José Manuel Cuenca Toribio
viernes 02 de enero de 2015, 20:31h
Actualizado el: 01/02/2015 21:12h
Sin y con la dictadura de Primo de Ribera, la España de los años veinte de la centuria pasada fue una potencia mundial en diversos planos de la cultura, particularmente, de la humanística. La conjunción en dicha década de todos los integrantes de las generaciones de 1898, 1914 y 1927 en plena pujanza creativa; la envidiable elevación alcanzada por la crítica e investigación literaria, artística e historiográfica; el alto nivel y profusión de las revistas de ámbito general y específico –v. gr., Revista de Occidente o Anuario de Historia del Derecho-; la rica y exigente vida editorial con sus centros de Barcelona y Madrid; el no menos admirable desarrollo de la actividad musical, abierta de par en par, como la pintura o la arquitectura, a los vientos oxigenantes de las vanguardias, parisinas o no, conforme lo muestra con patencia el impacto de la italiana o la alemana; la roborante salud del Alma Mater universitaria, con Cajal, Menéndez Pidal, Blas Cabrera u Ortega en el solsticio de su magisterio; la plural, contrastada, plenificante actividad periodística, comenzada a redimensionarse con la aparición de una radio de inembridable ambición y potencia , imprimieron una velocidad de crucero a la modernización de la cultura hispana –pues, también, en efecto, en la iberoamericana se dejaron sentir muy positivamente el reflejo y ascendiente de la antigua metrópoli- y al retorno a los lugares cenitales en que se asentara durante mucho tiempo. Equilibrio armonía, savia rezumante, proyecto, kairós –comprensión del momento histórico, grávido como pocos de retos y esperanzas-, ¿qué otros requisitos podían pedírsele a la cultura española de los “felices veinte” para otorgarle sin reserva alguna el estatuto o rango de indisputable grandeza y fecundidad?

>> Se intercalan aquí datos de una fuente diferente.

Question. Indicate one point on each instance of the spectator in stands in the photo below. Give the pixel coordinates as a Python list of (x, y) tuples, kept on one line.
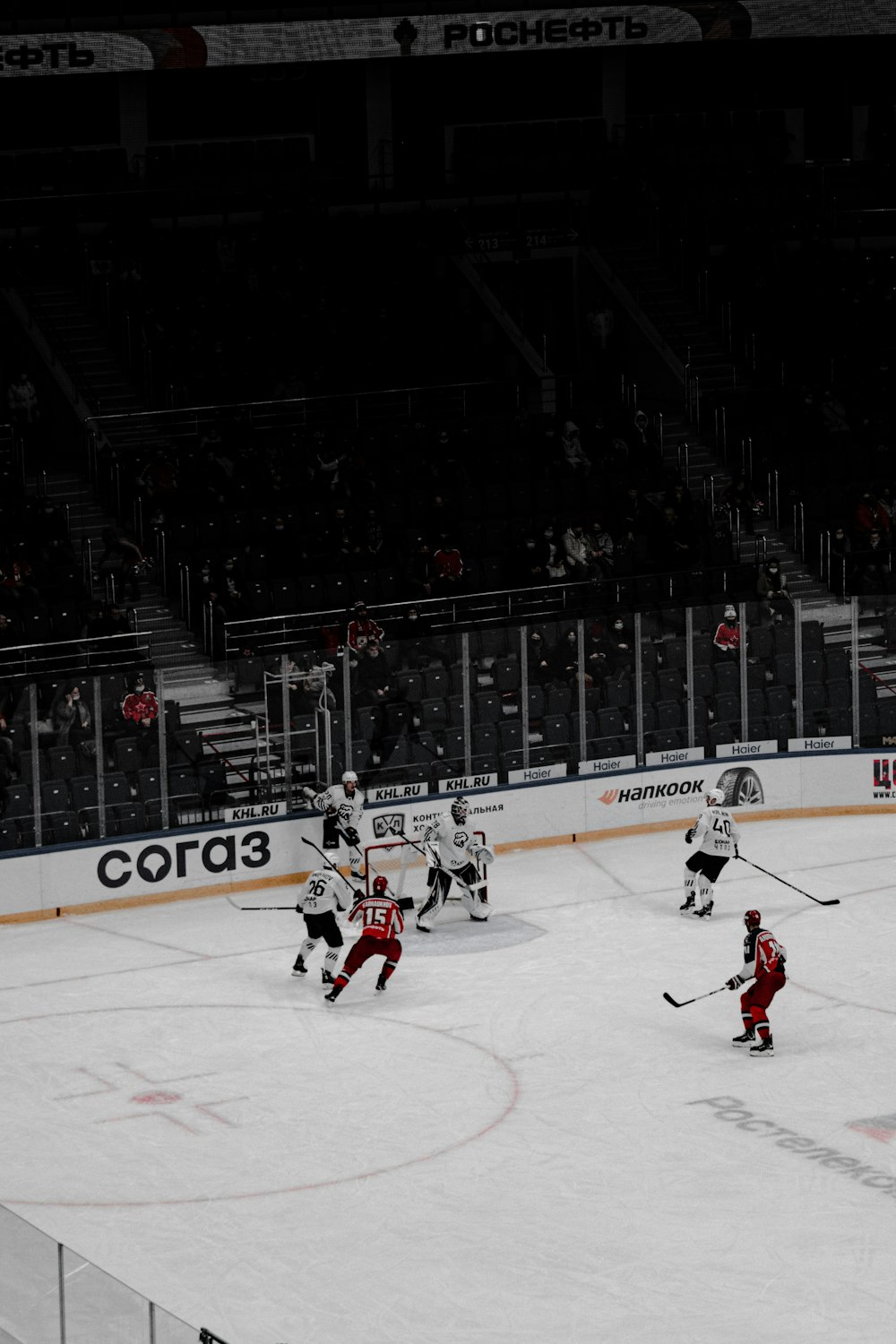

Por supuesto, que otras áreas y estratos educativos estuvieron en la base de tan espectacular fenómeno. Mediante la actividad incesable de la benemérita Institución Libre de Enseñanza –entonces, quizá, en su fastigio- y del esfuerzo no menos encomiable de las órdenes religiosas de mayor tradición pedagógica –a las que se añadirían en la época el de otras, como, v.gr., el de la Institución Teresiana del P. Poveda-, la escuela y el bachillerato españoles se alzaron a una cima descollante, materializando en ancha medida el sueño noventayochista de realizar la palingenesia nacional a través de la vía docente.

En tan radiante y optimista horizonte se hace menor la sorpresa deparada por el dato bien contrastado de que fuera España una de las primeras naciones europeas en que la semilla del psicoanálisis sembrada por Sigmund Freud se esparciera más madrugadora y extensamente (Iberia, tierra siempre de paradojas: miembros de la muy hispánica O.P., que ampliaron sus estudios peninsulares en Viena y Berlín –Germania docet- figuran como adalides de la empresa…). Sus Obras Completas fueron así vertidas al castellano en los inicios de los años veinte por un editor igualmente representativo del auge de la cultura española de la época, que tuvo igualmente en el difícil arte de la traducción otro de sus exponentes más sobresalientes.

Y, sin embargo, las doctrinas del autor de La interpretación de los sueños tardarían largo, muy largo tiempo en aplicarse a escala significativa en nuestro país. La renitencia del médico humanista y escritor de mayor ascendiente en los decenios centrales de nuestro siglo XX, el insigne madrileño, D. Gregorio Marañón Moya (1886-1960), coincidente, en buena parte, con la visceral reacción antifreudiana de la jerarquía y clero, se contó como factor decisivo de dicha ausencia. Ausencia, por lo demás, doblemente pesarosa, por cuanto, según se analizará en un siguiente artículo, al término de la terebrante guerra civil de 1936, el diván freudiano debiera haber tenido un uso permanente para aliviar, en lo posible, sus trágicos efectos.